Até o momento, o estado recebeu aproximadamente três milhões de doses enviadas pelo Ministério da Saúde. Esses lotes vêm sendo distribuídos aos 645 municípios paulistas, que organizam seus próprios cronogramas de atendimento nas UBS e, em alguns casos, em postos volantes instalados em escolas, terminais de ônibus ou drive-thrus.
Dados consolidados pela secretaria indicam que, desde o início do ano até 20 de março, São Paulo registrou 5.801 casos de Síndrome Respiratória Aguda Grave (SRAG) provocados pelo vírus influenza, com 401 mortes confirmadas no período. Os números reforçam o alerta para que pessoas dos grupos prioritários recebam a dose anual o quanto antes, reduzindo o risco de complicações.

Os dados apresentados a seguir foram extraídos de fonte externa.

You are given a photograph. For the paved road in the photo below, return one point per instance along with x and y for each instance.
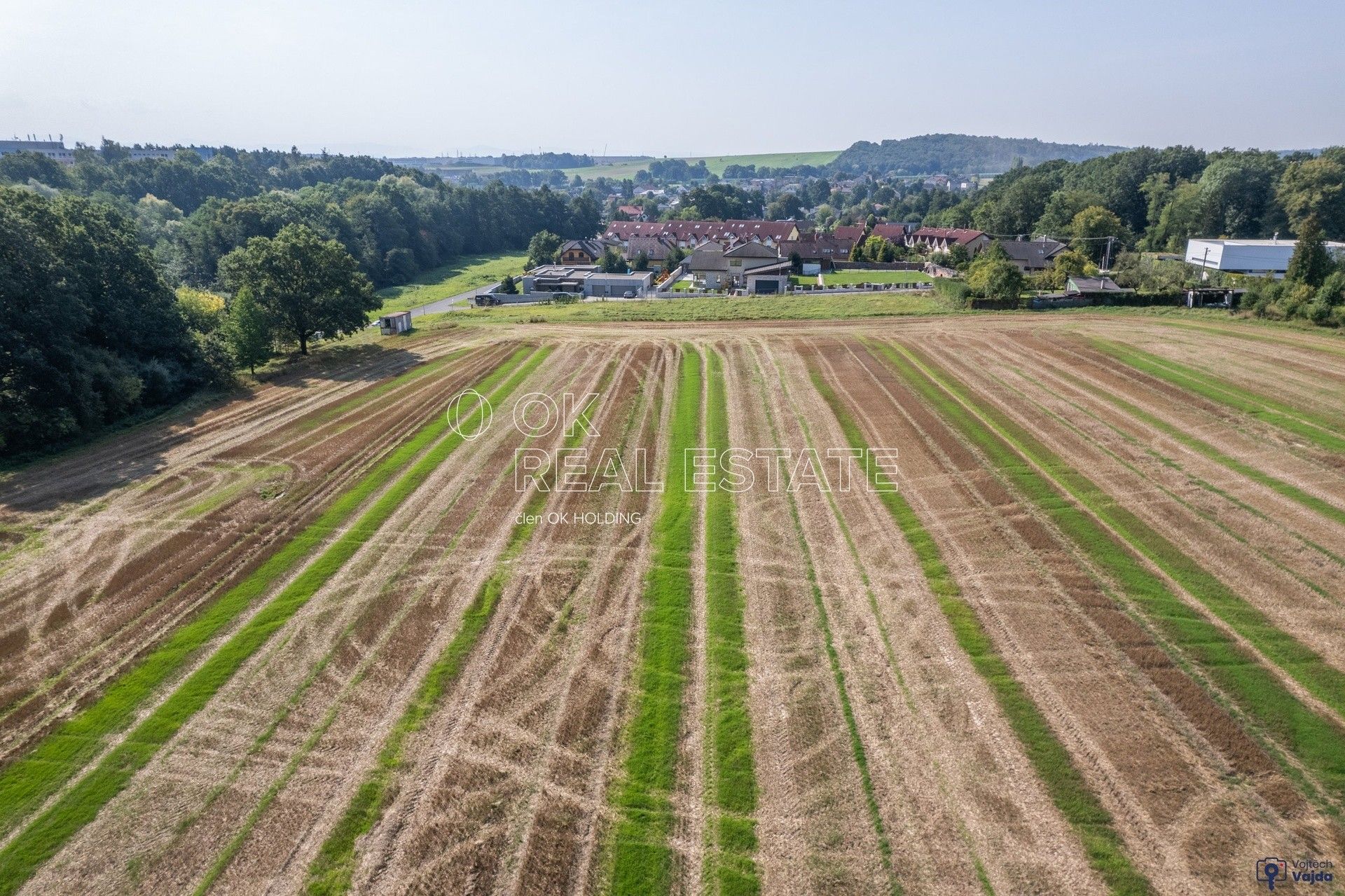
(447, 304)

Além de idosos, crianças pequenas, gestantes e puérperas, a campanha contempla outras categorias profissionais e populacionais. Integram a lista de vacinação prioritária:
- profissionais de saúde;
- professores do ensino básico e superior;
- povos indígenas;
- comunidades quilombolas;
- pessoas em situação de rua;
- integrantes das forças de segurança e salvamento;
- militares das Forças Armadas;
- portadores de doenças crônicas não transmissíveis e outras condições clínicas especiais;
- pessoas com deficiência permanente;
- caminhoneiros;
- trabalhadores de transporte coletivo rodoviário urbano ou de longo curso;
- empregados dos Correios;
- trabalhadores portuários;
- população privada de liberdade, funcionários do sistema prisional e adolescentes em cumprimento de medidas socioeducativas.

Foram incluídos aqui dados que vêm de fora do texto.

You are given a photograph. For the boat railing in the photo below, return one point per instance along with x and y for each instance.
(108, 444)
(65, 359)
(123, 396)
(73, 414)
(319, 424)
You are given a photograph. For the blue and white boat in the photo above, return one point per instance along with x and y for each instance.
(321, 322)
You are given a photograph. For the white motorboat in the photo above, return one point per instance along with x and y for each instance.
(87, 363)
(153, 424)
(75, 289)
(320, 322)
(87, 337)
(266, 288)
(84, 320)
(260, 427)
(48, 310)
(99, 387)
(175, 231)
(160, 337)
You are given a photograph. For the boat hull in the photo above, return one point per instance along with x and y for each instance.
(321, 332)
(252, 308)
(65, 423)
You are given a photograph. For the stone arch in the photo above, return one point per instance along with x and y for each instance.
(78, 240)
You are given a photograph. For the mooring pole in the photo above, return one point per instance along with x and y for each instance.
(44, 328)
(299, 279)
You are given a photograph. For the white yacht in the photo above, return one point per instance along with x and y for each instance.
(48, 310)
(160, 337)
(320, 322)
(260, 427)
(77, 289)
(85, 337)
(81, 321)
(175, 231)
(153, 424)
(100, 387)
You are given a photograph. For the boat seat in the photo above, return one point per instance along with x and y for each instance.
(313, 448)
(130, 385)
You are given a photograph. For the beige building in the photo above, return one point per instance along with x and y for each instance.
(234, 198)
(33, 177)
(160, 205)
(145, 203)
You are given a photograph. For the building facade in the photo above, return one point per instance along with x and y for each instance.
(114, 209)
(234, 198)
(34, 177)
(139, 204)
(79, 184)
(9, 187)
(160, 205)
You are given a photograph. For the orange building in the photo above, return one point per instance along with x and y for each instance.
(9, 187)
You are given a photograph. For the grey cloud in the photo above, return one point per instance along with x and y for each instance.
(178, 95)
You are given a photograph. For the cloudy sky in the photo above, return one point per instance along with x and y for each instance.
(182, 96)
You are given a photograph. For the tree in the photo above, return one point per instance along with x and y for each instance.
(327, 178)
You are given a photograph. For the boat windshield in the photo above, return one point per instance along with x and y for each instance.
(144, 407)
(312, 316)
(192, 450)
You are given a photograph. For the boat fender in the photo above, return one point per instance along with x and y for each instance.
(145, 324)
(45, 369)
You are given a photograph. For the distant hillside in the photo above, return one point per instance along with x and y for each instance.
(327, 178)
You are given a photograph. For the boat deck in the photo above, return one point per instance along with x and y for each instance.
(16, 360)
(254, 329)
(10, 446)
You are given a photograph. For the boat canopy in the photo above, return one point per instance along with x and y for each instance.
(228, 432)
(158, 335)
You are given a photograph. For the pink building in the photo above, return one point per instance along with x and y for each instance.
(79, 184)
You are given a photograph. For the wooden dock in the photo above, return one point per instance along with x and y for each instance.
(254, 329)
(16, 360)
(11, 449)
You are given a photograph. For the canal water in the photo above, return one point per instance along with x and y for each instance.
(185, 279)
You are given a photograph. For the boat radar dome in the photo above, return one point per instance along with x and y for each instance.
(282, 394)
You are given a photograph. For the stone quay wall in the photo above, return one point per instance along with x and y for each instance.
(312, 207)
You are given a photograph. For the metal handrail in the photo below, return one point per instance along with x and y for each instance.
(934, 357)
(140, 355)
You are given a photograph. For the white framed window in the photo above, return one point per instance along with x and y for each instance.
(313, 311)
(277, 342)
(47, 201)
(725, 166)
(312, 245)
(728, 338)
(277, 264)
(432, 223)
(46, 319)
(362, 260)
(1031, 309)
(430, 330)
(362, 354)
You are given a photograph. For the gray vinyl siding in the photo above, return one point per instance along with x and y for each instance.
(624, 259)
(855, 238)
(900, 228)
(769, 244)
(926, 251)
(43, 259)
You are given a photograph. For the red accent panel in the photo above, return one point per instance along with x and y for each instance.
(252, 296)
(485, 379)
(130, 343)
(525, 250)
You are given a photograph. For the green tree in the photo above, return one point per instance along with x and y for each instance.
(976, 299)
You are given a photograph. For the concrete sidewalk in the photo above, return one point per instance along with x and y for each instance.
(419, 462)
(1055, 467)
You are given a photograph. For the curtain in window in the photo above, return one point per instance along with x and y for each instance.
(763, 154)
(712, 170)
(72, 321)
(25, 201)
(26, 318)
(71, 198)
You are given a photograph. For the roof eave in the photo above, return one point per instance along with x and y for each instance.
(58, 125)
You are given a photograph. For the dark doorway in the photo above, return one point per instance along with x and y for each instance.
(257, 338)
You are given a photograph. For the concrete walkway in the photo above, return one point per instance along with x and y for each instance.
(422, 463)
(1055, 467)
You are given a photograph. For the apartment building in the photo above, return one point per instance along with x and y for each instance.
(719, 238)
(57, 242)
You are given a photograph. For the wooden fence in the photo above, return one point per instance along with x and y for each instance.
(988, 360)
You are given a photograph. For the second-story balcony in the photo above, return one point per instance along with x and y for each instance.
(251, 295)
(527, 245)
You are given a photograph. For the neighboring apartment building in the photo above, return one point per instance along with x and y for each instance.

Para receber a dose, é recomendável que o usuário apresente um documento de identidade com foto e, quando aplicável, comprovante de categoria profissional, laudo médico que indique doença crônica ou documento que comprove a condição específica. Crianças precisam levar a carteira de vacinação para atualização do esquema vacinal geral.

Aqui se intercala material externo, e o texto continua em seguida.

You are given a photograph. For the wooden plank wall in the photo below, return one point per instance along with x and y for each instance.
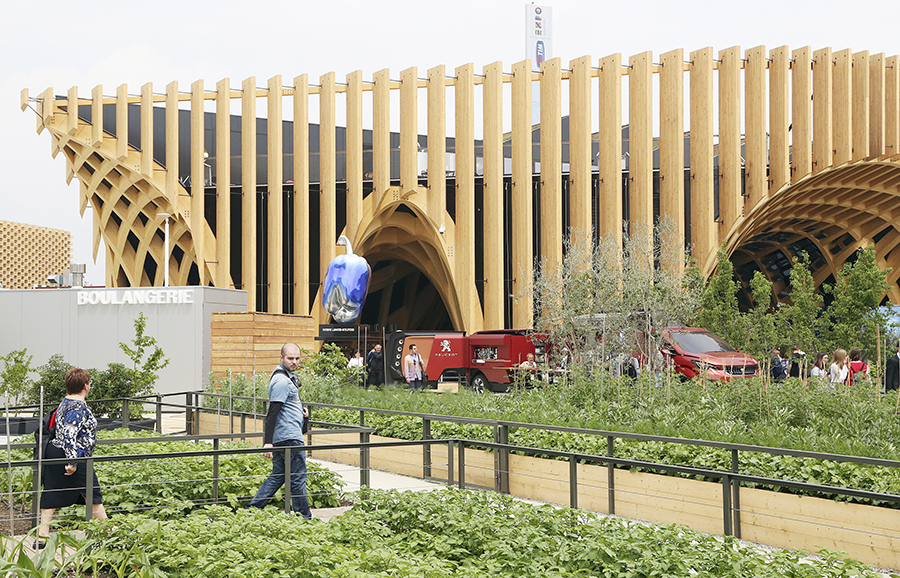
(251, 342)
(777, 117)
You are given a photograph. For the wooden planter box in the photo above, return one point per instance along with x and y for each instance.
(867, 533)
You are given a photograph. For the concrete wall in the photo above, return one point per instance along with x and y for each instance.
(87, 325)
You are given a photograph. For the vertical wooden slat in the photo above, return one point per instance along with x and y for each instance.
(72, 111)
(301, 195)
(494, 285)
(465, 197)
(97, 115)
(755, 144)
(703, 237)
(275, 205)
(437, 144)
(381, 134)
(823, 112)
(671, 154)
(327, 204)
(580, 215)
(860, 106)
(876, 105)
(248, 190)
(842, 118)
(892, 105)
(730, 201)
(147, 129)
(640, 150)
(409, 130)
(779, 118)
(551, 164)
(610, 143)
(172, 142)
(354, 154)
(801, 113)
(223, 184)
(522, 208)
(121, 121)
(198, 178)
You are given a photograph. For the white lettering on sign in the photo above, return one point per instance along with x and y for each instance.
(136, 297)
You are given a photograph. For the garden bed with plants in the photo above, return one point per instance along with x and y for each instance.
(446, 533)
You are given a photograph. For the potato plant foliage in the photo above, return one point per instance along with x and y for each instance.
(445, 533)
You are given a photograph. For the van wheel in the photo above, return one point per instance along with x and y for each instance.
(479, 383)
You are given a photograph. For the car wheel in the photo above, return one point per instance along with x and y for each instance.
(479, 383)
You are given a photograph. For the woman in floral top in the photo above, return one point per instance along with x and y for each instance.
(76, 436)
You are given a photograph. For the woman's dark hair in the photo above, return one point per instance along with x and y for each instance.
(76, 379)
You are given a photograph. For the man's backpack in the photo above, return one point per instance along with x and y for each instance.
(47, 433)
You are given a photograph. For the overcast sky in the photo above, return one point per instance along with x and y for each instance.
(64, 44)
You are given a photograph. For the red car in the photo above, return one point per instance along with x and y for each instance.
(694, 351)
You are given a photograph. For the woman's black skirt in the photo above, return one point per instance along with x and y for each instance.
(61, 490)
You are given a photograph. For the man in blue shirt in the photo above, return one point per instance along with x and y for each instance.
(284, 427)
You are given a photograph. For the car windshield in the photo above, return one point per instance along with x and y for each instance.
(700, 342)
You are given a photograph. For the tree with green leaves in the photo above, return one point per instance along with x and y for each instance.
(853, 318)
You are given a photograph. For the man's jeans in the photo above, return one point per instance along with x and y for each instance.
(276, 479)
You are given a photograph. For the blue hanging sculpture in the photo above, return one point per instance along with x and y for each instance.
(346, 284)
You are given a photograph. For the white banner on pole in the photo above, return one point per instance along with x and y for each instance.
(538, 28)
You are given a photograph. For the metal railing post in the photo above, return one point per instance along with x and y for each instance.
(287, 480)
(158, 414)
(462, 465)
(501, 459)
(426, 448)
(216, 472)
(573, 482)
(726, 506)
(736, 494)
(611, 474)
(89, 488)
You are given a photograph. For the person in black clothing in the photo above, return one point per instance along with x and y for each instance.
(892, 370)
(375, 366)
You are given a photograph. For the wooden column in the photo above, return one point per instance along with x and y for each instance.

A campanha paulista seguirá o calendário nacional, que costuma liberar as doses remanescentes para toda a população após o término do período destinado aos grupos prioritários. No entanto, a secretaria reforça que a meta de 90% precisa ser atingida antes de qualquer ampliação do público-alvo, a fim de garantir proteção adequada às pessoas mais suscetíveis a complicações.
Informações adicionais sobre eficácia, possíveis eventos adversos e contraindicações da vacina contra a gripe podem ser consultadas no portal “Vacina 100 Dúvidas”, iniciativa do governo estadual que reúne respostas a perguntas frequentes sobre imunização e doenças preveníveis.